The roughly 3,000 residents of Stamford, Texas, appeared to be on the verge of losing their hospital in 2015, another casualty of the financial crisis facing rural hospitals.
But then Stamford Memorial Hospital seemed to have turned a corner based on an announcement from the hospital's CEO, Rick DeFoore, who told local media that the facility would stay open, thanks in part to "consulting help."
By the next year, lab charges would soar. Between 2015 and 2016, the hospital's outpatient lab test charges grew by an eye-popping 10,926% to nearly $70 million in 2016, from about $632,000 in 2015, the latest year for which Medicare cost report data are available. In 2016, the hospital's outpatient lab charges accounted for 93% of its total charges, compared with 11% in 2015.
Cary Davis, secretary of Stamford Hospital District's board of directors, said the hospital had a contract with an outside consultant in which it billed for "very expensive" cardiac tests that were sometimes performed elsewhere.
"These labs came to us and said, 'Would you do them? You could make some money on it,' " Davis said. "If somebody's going to do it, it might as well be us." DeFoore declined to comment on the lab contract.
The situation fits a trend that's cropped up in recent years: exploding lab charges by some rural hospitals. Insurers have accused them of breaching contracts by billing for tests performed elsewhere and on out-of-state patients. The issue is now the subject of lawsuits and a congressional inquiry. The Stamford hospital has not been the target of such accusations, at least not publicly.
An analysis of Medicare cost report data identified 21 hospitals whose outpatient lab charges exceeded 30% of the hospital's total charges in their most recent reports, either 2016 or 2017. In some cases, lab charges—billed mostly to private insurers but also to government payers—accounted for more than 80% of hospitals' total charges in a single year, according to an analysis by Modern Healthcare Metrics and the analytics firm Franklin Trust Ratings. Insurers typically pay only a portion of charges.
For comparison, the average outpatient lab-to-total charges ratio among all of the nearly 5,000 hospitals that filed cost reports was less than 9% in 2016 and about 12% so far for 2017.

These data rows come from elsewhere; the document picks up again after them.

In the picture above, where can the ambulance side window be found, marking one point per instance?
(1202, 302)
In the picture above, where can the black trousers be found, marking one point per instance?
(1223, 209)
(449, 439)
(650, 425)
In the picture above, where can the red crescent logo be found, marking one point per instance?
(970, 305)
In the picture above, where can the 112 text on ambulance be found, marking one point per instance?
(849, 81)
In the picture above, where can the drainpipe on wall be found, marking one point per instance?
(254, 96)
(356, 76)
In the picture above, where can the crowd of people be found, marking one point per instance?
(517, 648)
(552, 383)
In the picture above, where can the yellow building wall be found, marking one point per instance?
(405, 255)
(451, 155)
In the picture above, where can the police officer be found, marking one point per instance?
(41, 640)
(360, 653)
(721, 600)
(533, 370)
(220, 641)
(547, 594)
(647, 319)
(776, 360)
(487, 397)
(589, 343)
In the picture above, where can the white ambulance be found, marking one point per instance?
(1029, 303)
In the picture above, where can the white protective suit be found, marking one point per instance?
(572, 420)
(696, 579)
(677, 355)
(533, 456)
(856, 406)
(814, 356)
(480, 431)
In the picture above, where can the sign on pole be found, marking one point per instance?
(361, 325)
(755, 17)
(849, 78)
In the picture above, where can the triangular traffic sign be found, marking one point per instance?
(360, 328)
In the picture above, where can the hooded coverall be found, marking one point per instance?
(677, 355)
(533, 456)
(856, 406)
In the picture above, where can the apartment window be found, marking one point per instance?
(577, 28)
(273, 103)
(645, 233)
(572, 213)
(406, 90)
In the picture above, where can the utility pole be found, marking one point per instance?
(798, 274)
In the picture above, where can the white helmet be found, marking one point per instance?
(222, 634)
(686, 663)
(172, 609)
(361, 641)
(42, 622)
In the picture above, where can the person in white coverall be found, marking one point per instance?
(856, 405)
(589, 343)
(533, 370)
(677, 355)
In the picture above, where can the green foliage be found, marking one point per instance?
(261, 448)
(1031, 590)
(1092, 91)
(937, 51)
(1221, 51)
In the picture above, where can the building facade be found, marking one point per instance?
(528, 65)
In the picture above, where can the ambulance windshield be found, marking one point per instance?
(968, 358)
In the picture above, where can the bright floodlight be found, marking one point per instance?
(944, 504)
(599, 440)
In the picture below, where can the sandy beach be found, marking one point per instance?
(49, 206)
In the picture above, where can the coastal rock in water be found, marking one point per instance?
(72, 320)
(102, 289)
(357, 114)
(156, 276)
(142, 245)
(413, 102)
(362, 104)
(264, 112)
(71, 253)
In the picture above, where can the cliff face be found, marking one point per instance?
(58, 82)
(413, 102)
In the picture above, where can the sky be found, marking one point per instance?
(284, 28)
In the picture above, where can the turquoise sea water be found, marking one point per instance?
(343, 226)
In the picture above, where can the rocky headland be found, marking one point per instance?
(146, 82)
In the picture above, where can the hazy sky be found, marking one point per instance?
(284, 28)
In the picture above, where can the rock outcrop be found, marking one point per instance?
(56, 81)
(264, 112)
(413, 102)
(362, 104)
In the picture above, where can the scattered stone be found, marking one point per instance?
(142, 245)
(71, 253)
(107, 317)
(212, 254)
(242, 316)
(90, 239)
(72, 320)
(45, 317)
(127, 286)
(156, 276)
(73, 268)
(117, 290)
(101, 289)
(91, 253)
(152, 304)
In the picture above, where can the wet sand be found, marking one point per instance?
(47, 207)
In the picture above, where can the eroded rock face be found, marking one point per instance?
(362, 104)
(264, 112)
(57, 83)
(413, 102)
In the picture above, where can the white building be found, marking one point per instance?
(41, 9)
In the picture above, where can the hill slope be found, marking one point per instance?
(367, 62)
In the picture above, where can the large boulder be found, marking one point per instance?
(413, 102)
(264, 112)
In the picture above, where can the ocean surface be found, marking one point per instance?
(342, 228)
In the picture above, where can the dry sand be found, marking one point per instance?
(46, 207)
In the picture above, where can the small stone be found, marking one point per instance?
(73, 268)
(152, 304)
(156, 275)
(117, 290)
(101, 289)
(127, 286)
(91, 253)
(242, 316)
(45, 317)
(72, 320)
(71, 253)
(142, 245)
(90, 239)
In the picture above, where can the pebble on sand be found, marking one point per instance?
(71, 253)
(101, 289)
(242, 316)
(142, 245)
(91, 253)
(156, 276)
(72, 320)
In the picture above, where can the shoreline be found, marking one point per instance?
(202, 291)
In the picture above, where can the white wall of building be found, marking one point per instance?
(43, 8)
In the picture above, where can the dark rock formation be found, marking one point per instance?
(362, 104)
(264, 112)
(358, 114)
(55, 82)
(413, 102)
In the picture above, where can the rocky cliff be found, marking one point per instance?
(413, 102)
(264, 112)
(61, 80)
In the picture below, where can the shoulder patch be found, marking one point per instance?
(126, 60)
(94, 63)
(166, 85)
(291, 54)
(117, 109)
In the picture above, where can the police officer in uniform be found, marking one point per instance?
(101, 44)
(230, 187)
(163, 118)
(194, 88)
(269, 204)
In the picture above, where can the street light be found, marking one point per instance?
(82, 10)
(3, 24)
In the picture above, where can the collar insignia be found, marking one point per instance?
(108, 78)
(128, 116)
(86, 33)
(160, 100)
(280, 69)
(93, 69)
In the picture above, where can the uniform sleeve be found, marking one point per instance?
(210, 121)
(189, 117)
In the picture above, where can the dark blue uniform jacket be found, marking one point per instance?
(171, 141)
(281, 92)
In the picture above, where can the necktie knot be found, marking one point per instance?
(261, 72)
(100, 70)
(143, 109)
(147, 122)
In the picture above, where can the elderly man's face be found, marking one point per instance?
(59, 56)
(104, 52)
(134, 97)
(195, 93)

Rural hospitals are being invited into such arrangements by what are usually out-of-state management companies seeking a way to tap into the typically higher rural hospital lab reimbursement rates. The hospitals agree to bill insurers for lab tests that in some cases were performed at outside labs and on patients with no connection to the hospitals. Such deals can be lucrative for the companies because insurers frequently pay rural hospitals much more for the tests than they do large labs like Quest Diagnostics or LabCorp.
INTERACTIVE: Outpatient lab charges to total hospital charges, 2011-2017
People familiar with the deals say the hospitals keep between 30% and 40% of the revenue from the lab tests, which include blood and urine screenings.
Davis said Stamford Memorial is no longer participating in the lab test billing arrangement, because it ultimately wasn't making the hospital money. DeFoore announced June 19 the hospital was laying off lab techs, phlebotomists and other laboratory staff because insurers were refusing to pay for lab services. In an email, he said the lab services were provided to physician offices across the state.
John Morrow, managing director of the business intelligence firm Franklin Trust Ratings, said the issue is more widespread than he realized. "It's alarming that there's not more outrage about it," he said.